Convaincu «qu’il y a urgence à peser sur le cours de notre histoire commune», il compte organiser les assises de la presse, œuvrer pour l’adoption du nouveau code de l’information et estime qu « il n’y a point de communication qui vaille, si l’État de droit n’est pas garanti ». Propos recueillis par BIM
Convaincu «qu’il y a urgence à peser sur le cours de notre histoire commune», il compte organiser les assises de la presse, œuvrer pour l’adoption du nouveau code de l’information et estime qu « il n’y a point de communication qui vaille, si l’État de droit n’est pas garanti ». Propos recueillis par BIM
Masiwa : Ahmed Ali Amir, pourquoi avez-vous été limogé de la direction d’Alwatwan il y a quelques mois ?
Ahmed Ali Amir : Vous m’avez posé cette même question lors de mon limogeage au poste de directeur du journal Alwatwan. Je vous ai répondu que la nomination et la destitution appartient au chef de l’État, il n’avait pas motivé sa décision. J’ai cru comprendre que le positionnement éditorial du journal ne plaisait pas. Nous avons tenté d’expliquer, par des éditos et des chroniques, que toute réforme constitutionnelle, sans une large concertation, impliquant l’opposition serait source de discorde.

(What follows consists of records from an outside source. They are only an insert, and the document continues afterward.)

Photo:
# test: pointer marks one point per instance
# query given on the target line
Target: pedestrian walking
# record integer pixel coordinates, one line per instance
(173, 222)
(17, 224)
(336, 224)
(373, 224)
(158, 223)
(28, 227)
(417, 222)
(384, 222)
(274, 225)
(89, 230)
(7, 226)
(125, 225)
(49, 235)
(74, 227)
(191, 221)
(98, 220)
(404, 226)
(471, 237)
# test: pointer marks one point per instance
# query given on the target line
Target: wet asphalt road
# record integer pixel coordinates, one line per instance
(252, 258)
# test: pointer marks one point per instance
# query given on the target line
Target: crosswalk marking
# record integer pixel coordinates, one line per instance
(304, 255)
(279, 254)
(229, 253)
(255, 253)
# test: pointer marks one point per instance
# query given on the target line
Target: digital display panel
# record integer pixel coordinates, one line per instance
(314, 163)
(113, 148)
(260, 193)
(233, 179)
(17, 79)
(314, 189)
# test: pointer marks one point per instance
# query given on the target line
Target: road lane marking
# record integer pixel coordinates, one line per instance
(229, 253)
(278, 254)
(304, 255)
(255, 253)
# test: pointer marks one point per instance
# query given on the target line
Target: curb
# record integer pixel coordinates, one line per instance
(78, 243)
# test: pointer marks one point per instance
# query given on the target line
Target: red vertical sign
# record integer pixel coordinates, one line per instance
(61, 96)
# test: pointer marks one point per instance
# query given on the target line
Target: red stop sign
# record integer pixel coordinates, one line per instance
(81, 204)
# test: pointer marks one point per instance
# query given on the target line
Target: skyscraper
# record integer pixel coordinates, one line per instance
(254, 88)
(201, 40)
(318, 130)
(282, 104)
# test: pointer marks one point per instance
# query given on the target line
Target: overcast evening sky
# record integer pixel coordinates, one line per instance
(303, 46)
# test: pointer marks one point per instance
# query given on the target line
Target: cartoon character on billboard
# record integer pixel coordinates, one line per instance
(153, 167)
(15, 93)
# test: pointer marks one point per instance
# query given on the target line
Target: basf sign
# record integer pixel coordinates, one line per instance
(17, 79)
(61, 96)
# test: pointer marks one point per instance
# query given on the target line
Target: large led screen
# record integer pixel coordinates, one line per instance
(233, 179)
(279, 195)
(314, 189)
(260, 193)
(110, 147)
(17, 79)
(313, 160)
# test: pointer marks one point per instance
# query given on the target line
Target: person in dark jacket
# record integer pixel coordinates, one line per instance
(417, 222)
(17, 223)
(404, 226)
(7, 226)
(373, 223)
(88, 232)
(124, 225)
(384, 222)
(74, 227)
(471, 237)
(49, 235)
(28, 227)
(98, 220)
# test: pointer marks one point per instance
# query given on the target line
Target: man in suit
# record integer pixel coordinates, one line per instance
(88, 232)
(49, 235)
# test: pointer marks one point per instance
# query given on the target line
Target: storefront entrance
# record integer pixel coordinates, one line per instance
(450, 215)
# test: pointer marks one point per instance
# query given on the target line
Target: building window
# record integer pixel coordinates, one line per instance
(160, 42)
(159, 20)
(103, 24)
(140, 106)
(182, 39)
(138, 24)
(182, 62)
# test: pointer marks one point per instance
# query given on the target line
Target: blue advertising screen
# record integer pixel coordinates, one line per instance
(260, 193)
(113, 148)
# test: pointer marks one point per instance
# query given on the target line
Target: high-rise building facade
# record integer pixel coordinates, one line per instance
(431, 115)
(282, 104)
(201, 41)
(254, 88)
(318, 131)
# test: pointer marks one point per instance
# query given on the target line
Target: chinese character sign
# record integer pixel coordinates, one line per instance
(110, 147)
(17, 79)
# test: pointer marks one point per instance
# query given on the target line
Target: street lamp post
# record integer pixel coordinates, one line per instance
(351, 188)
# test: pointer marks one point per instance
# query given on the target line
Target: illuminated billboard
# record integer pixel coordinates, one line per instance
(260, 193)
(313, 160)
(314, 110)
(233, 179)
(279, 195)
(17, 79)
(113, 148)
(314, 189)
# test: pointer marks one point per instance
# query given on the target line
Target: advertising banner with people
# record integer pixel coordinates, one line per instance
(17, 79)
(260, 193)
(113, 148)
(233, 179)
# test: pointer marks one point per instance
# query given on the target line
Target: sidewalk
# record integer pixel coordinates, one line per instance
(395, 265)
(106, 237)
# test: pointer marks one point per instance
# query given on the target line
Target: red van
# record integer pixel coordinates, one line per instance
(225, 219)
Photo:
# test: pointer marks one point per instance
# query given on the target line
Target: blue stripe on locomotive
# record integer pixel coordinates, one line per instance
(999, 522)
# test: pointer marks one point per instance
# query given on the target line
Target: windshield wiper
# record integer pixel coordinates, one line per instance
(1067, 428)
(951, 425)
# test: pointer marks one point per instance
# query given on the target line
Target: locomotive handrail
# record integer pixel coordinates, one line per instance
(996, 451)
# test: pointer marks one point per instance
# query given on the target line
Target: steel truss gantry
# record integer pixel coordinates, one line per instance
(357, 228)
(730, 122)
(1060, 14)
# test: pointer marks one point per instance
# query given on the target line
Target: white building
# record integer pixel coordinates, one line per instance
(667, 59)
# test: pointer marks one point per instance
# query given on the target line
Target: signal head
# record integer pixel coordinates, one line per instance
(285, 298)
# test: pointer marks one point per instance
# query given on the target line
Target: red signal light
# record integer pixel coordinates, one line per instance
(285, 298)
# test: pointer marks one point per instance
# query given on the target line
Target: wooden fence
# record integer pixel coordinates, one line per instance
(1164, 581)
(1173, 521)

Masiwa : Aujourd’hui un autre décret vous hisse au rang de collaborateur du chef de l’État, pour occuper quel poste?
AAA : Il a été crée une coordination de la communication et de la presse de la présidence. Il aura entre autres tâches, de créer des moyens, des actions, permettant d’assurer la visibilité des actions de la présidence et du gouvernement. La tâche essentielle est de concevoir la stratégie et le plan de communication, de piloter leur mise en œuvre à l’échelle nationale et internationale. Dans mon message privé adressé aux lecteurs, j’ai rappelé qu’avec les enjeux de communication moderne, l’avènement du numérique, les bouleversements apportés par les réseaux sociaux, nous devons penser autrement et se réinventer. L’intelligence consiste désormais à s’appuyer sur les compétences des entreprises de communication pour agir.
Masiwa : Ancien Directeur Général d’Alwatwan, correspondant de plusieurs organes de presse, donc, ce n’est pas l’argent votre motivation principale. Pourquoi cette fois-ci avez-vous accepté la proposition d’Azali d’intégrer son staff?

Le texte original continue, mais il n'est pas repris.